Thursday 11 October 2007
Trans-rectal Electro-ejaculation (TREE)
Trans-rectal electroejaculation (TREE) technique is used to collect semen from men who are unable to ejaculate. The technique has been used in animals since 1930s and in man since 1948 onwards. The aim of trans-rectal electroejaculation (TREE) is to directly stimulate the seminal vesicles. There are selected groups of patients for whom trans-rectal electroejaculation (TREE) is recommended. The majority of spinal cord injuries are among young men. About 5% of these men are likely to achieve pregnancies with their partners without assistance. The loss of fertility in these men is due to a decline of sperm quality, impotence and ejaculatory failure. About 50% of them may able to achieve ejaculation with the use of penile vibrators. Men who are unable to ejaculate by other means, should be offered rectal electroejaculation. Sexual dysfunction is common in insulin dependent diabetics. Trans-rectal electroejaculation (TREE) may be advised for men who are unable to achieve erection and ejaculation. Men with multiple sclerosis who are unable to achieve erection and ejaculation will also benefit from TREE. Men who are impotent and or unable to ejaculate because of psychosexual problems may be offered rectal electroejaculation after failed psychosexual treatment.
The procedure is performed as a day case surgery usually under a short general anesthesia. However, in men with spinal cord injury (SCI) it may be performed without anesthetics (although about 5% of these men may require a general anesthesia.

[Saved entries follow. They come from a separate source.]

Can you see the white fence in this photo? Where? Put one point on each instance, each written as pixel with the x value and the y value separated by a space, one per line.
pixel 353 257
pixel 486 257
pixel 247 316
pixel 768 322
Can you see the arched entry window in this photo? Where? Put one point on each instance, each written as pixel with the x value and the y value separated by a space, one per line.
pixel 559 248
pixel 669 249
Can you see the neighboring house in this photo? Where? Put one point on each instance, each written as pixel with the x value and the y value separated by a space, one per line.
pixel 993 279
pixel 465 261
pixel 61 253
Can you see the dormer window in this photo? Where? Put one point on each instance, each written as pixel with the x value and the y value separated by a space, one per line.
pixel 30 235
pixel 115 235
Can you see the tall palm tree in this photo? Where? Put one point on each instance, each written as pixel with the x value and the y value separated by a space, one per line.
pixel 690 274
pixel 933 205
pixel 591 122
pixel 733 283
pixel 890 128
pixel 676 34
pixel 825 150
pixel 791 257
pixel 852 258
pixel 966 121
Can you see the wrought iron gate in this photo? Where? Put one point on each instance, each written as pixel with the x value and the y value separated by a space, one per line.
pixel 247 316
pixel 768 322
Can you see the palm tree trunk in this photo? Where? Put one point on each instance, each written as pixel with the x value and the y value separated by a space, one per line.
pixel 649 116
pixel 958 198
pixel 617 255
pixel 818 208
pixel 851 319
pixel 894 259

The procedure takes about 15 minutes. The man usually lies on his right side. A metal or plastic tube (proctoscope) is lubricated and inserted into his rectum to inspect the lining of the rectum (see picture). A special probe is inserted into the rectum, the probe is attached to an electric stimulation power unit through which electric stimulation is delivered(see picture). The power is increased gradually until ejaculation occurs. At the same time an assistant will apply massage to the prostate gland and milk the urethra to obtain the ejaculate. At the end of the procedure, another proctoscope is inserted to check for any burn injury in the rectum caused by the hot rectal probe. Like any surgical procedure there are a few potential problems. Autonomic hypereflexia (very high blood pressure) is a potentially severe complication to any spinal cord injured man. Because the normal defenses which protect against a sustained high blood pressure during orgasm are lost. This can have serious consequences such as brain hemorrhage. For this reason, SCI men are usually given pills to lower their blood pressure before they undergo trans-rectal electroejaculation (TREE). Other problems that may occur include burn injury and complications associated with the general anesthesia.

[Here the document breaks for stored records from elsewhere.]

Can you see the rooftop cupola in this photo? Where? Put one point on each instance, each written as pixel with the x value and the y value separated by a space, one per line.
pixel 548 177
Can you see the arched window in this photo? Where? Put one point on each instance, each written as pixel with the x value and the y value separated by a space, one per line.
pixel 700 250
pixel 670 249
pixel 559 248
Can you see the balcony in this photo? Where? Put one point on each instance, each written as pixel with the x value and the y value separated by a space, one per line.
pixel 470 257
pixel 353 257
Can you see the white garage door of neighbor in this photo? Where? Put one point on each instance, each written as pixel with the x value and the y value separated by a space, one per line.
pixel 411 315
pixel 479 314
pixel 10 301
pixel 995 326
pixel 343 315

After sperm preparation the fresh sperm is then used for treatment such as insemination, IVF or ICSI depending upon the sperm count and quality. Alternatively the semen sample is frozen for future use. Treatment options will depend upon the sperm count and quality. Other factors such as the fertility of the female partner and the duration of infertility, etc. will also influence the treatment options available. The options include the following:
Intrauterine insemination (IUI)
Intrauterine insemination (IUI) with washed and prepared sperm. This will be advised if the sperm problem is mild and the female partner is young, has regular menstrual cycles and ovulation, and has healthy patent Fallopian tubes. A pregnancy rate of 5-10% per treatment cycle is expected, depending on many factors such as the woman’s age and treatment cycle number, etc.
IVF (In Vitro Fertilization)
In-vitro fertilization (IVF) is usually advised if the female partner is 35 years or older, has blocked or damaged Fallopian tubes or severe endometriosis and the male partners sperm count or quality is not suitable for IUI.
ICSI (Intra-cytoplasmic Sperm Injection)
Intracytoplasmic sperm injection (ICSI) is advised when there is a severe sperm problem, i.e. sperm is not suitable for standard IVF treatment.
Recent advances in assisted conception such as IVF and ICSI have made it possible to achieve pregnancies and live births with ejaculate containing just a few sperm.